But it’s no simple task to correct what Cornell University geographer Russell Weaver calls Buffalo’s “dual city trajectory.” An effective strategy, planners and housing economists say, would encompass not only the quality of housing stock on the East Side and the desirability and accessibility of East Side neighborhoods, but also fundamental structural issues including racism, low incomes, poor credit and limited mortgage schemes that prevent low-income renters from becoming homeowners.

Planners say Buffalo also faces an insurmountable mismatch in housing supply and demand: Even if every home on the East Side was in livable condition, there are still more houses than people interested and able to buy them.

“The truth is, there are parts of Buffalo that are never coming back – not in my lifetime and not in yours either,” said Charles Buki, the founding president of czb, which prepared the city’s 2017 housing report.

And yet, some Schiller Park homeowners still insist the experts and assessors underestimate them. They point to mowed lawns and new driveways and devoted block clubs. They invoke the recent influx of immigrants from Bangladesh.

Those newcomers, in particular, have opened shops and fixed up old houses, preventing them from falling into speculators’ hands. Fontana, who is also a licensed real estate agent, sold a two-bedroom brick ranch to an immigrant family in November. The house, which sits two down from Tillman Ward’s, went for $114,000 – a rare price in this neighborhood, and double its assessed market value of $56,666.
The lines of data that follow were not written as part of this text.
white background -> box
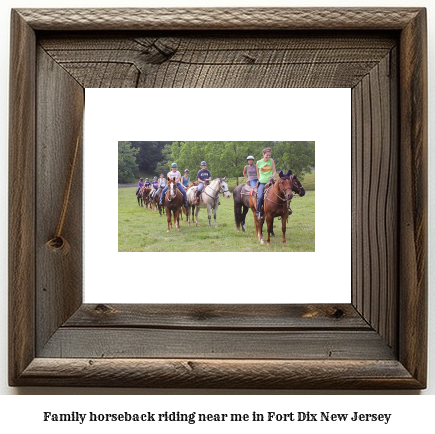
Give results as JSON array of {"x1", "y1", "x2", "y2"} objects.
[
  {"x1": 0, "y1": 0, "x2": 435, "y2": 422},
  {"x1": 84, "y1": 89, "x2": 351, "y2": 303}
]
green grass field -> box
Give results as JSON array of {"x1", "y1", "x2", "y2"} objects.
[{"x1": 118, "y1": 181, "x2": 315, "y2": 252}]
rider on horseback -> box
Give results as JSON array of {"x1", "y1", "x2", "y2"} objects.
[
  {"x1": 195, "y1": 161, "x2": 211, "y2": 204},
  {"x1": 136, "y1": 178, "x2": 143, "y2": 196},
  {"x1": 181, "y1": 169, "x2": 190, "y2": 190},
  {"x1": 255, "y1": 148, "x2": 276, "y2": 219},
  {"x1": 159, "y1": 163, "x2": 188, "y2": 208},
  {"x1": 243, "y1": 155, "x2": 258, "y2": 187},
  {"x1": 150, "y1": 176, "x2": 159, "y2": 202}
]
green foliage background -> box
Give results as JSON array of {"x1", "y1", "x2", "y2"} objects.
[{"x1": 118, "y1": 141, "x2": 315, "y2": 183}]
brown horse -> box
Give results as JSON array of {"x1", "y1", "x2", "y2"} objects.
[
  {"x1": 141, "y1": 187, "x2": 151, "y2": 208},
  {"x1": 165, "y1": 178, "x2": 184, "y2": 232},
  {"x1": 249, "y1": 170, "x2": 305, "y2": 246}
]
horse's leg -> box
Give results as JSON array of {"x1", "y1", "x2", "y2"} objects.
[
  {"x1": 240, "y1": 205, "x2": 249, "y2": 232},
  {"x1": 207, "y1": 203, "x2": 211, "y2": 227},
  {"x1": 281, "y1": 215, "x2": 288, "y2": 245},
  {"x1": 257, "y1": 219, "x2": 264, "y2": 244},
  {"x1": 195, "y1": 206, "x2": 199, "y2": 226},
  {"x1": 266, "y1": 214, "x2": 273, "y2": 246},
  {"x1": 166, "y1": 209, "x2": 172, "y2": 232},
  {"x1": 174, "y1": 208, "x2": 180, "y2": 231}
]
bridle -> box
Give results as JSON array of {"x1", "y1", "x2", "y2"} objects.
[
  {"x1": 265, "y1": 178, "x2": 293, "y2": 208},
  {"x1": 201, "y1": 178, "x2": 230, "y2": 205}
]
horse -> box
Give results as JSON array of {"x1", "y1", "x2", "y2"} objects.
[
  {"x1": 186, "y1": 177, "x2": 231, "y2": 228},
  {"x1": 165, "y1": 178, "x2": 184, "y2": 232},
  {"x1": 148, "y1": 188, "x2": 160, "y2": 212},
  {"x1": 140, "y1": 187, "x2": 151, "y2": 208},
  {"x1": 233, "y1": 183, "x2": 275, "y2": 237},
  {"x1": 249, "y1": 170, "x2": 305, "y2": 246},
  {"x1": 136, "y1": 187, "x2": 143, "y2": 207}
]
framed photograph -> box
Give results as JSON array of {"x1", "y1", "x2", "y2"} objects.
[{"x1": 9, "y1": 8, "x2": 428, "y2": 389}]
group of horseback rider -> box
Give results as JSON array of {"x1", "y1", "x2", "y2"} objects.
[
  {"x1": 136, "y1": 161, "x2": 215, "y2": 207},
  {"x1": 136, "y1": 148, "x2": 276, "y2": 219}
]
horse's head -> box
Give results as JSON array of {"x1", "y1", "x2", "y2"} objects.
[
  {"x1": 291, "y1": 173, "x2": 305, "y2": 197},
  {"x1": 219, "y1": 176, "x2": 231, "y2": 199},
  {"x1": 168, "y1": 178, "x2": 177, "y2": 199},
  {"x1": 275, "y1": 170, "x2": 293, "y2": 200}
]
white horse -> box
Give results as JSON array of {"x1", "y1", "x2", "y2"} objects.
[{"x1": 186, "y1": 177, "x2": 231, "y2": 228}]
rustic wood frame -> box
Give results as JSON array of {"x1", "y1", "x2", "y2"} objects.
[{"x1": 9, "y1": 8, "x2": 427, "y2": 389}]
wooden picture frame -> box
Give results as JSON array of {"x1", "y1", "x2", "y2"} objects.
[{"x1": 9, "y1": 8, "x2": 428, "y2": 389}]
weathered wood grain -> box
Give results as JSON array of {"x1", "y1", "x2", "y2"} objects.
[
  {"x1": 19, "y1": 358, "x2": 421, "y2": 389},
  {"x1": 9, "y1": 8, "x2": 427, "y2": 389},
  {"x1": 39, "y1": 32, "x2": 397, "y2": 88},
  {"x1": 35, "y1": 47, "x2": 85, "y2": 351},
  {"x1": 8, "y1": 13, "x2": 36, "y2": 386},
  {"x1": 63, "y1": 304, "x2": 371, "y2": 331},
  {"x1": 18, "y1": 8, "x2": 421, "y2": 31},
  {"x1": 352, "y1": 48, "x2": 400, "y2": 348},
  {"x1": 399, "y1": 10, "x2": 428, "y2": 381},
  {"x1": 38, "y1": 326, "x2": 395, "y2": 360}
]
“It has be heartening to you that the property sold for above-asking,” Fontana told Ward after a recent meeting of the St. Mary’s Road Block Club. Some two dozen homeowners milled around in the background, putting on winter coats and picking at the pizza donated by a local corner store.

Ward nodded. But another Realtor had told him, just a week prior, that home values were falling all along Walden.

“It’s crazy,” he told Fontana. “I hate living like this, man.”